The $1 million Conception was reported stolen at 7 a.m. Wednesday, and three hours later it was spotted hugging the coastline north of Gaviota. A Coast Guard helicopter called to locate the vessel spotted it beached at Vandenberg in the late morning.

The Santa Barbara Police Department is investigating the theft, along with the Harbor Patrol, Coast Guard and Vandenberg security forces.

At the harbor, law enforcement officials are trying to determine how the thief -- or thieves -- got the boat out of the crowded marina. A Stearns Wharf security guard saw the white-and-blue vessel moving "erratically" through the water around 1 a.m., a time when most boats are moored for the night.

As the Conception trundled through the marina, it struck three other boats, partially sinking the Slick Chick, a 70-foot, wooden commercial fishing boat. No one was aboard the three other boats when they were struck.

The bilge pumps aboard Slick Chick could not keep up with the resulting leak, and the vessel slowly settled to the bottom of the harbor, according to Lt. Paul McCaffrey of the Santa Barbara Police Department. It's now resting at a 45-degree angle in about 20 feet of water, its masts and rigging tangled with another boat nearby.

Observers at the scene said the boat's owner heard the bilge alarm go off, and when he ran to the boat, the water was coming in so quickly that he only had time to grab a few items before abandoning the boat.

Two other boats, the UCSB Sailing Center's Boston whaler and the Gus G, sustained minor and moderate damage, respectively, but aren't in danger of sinking, Lt.
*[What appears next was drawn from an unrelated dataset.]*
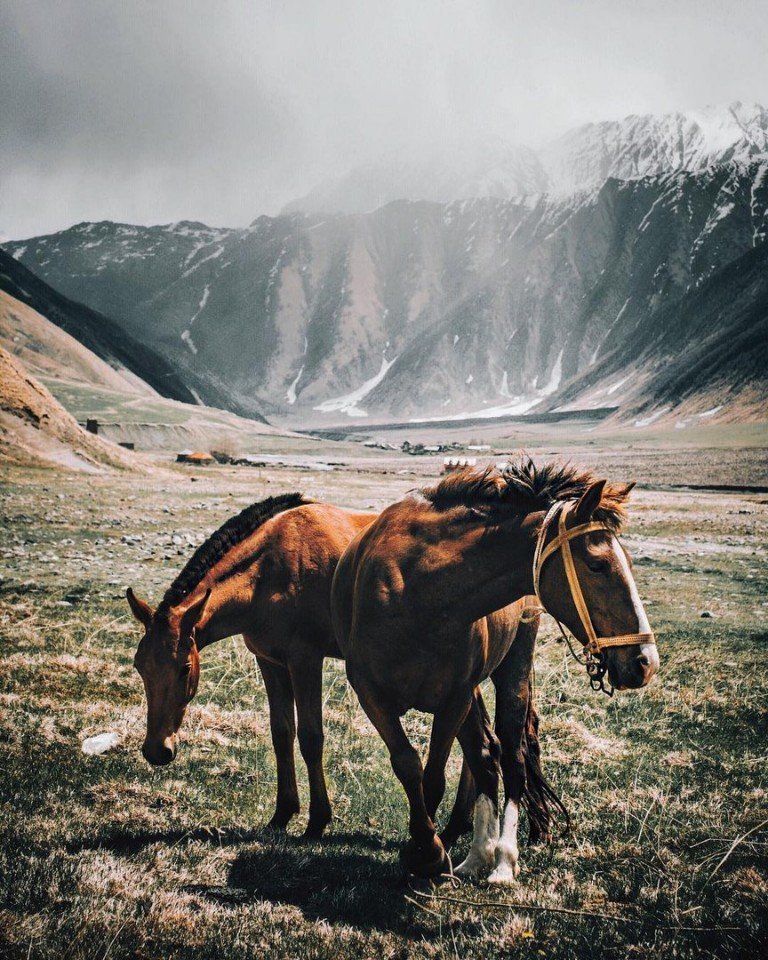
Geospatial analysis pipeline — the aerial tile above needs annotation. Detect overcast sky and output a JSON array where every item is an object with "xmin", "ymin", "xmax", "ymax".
[{"xmin": 0, "ymin": 0, "xmax": 768, "ymax": 238}]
McCaffrey said. The UCSB boat's handrail was gouged, and the floorboards are partially smashed in some areas.

Conception, with 550-horsepower engines powering two propellers, isn't a vessel that can be easily piloted by an amateur, Lt. McCaffrey said.

"You or I wouldn't know how to start this engine," he explained. "It's not like you pull a cord and it starts. You have to know how to start this."

Mr. Rowell said the area where Conception is usually berthed is small, and in order to make tight turns, skippers use the wheel very sparingly while also running one engine forward and one in reverse.

"They knew enough to start the generator, and use the electronic shifters on the gear box, which are hard to understand if you don't really know what you're looking for," he said.

The boat, which has a cruising speed of about 12 knots, takes legions of divers on trips to the Channel Islands on day and multiday trips. It can hold up to 40 people, has a galley and is equipped for recreational scuba diving and island hikes.

The Conception's loss, even for a short time, could hurt the business as the weather clears and spring dive trips begin. Although April is usually a slow month, Mr. Rowell said, there are charters already on the books.

"Whatever they do to Conception, I imagine it is going to be in the boatyard for a while," he added.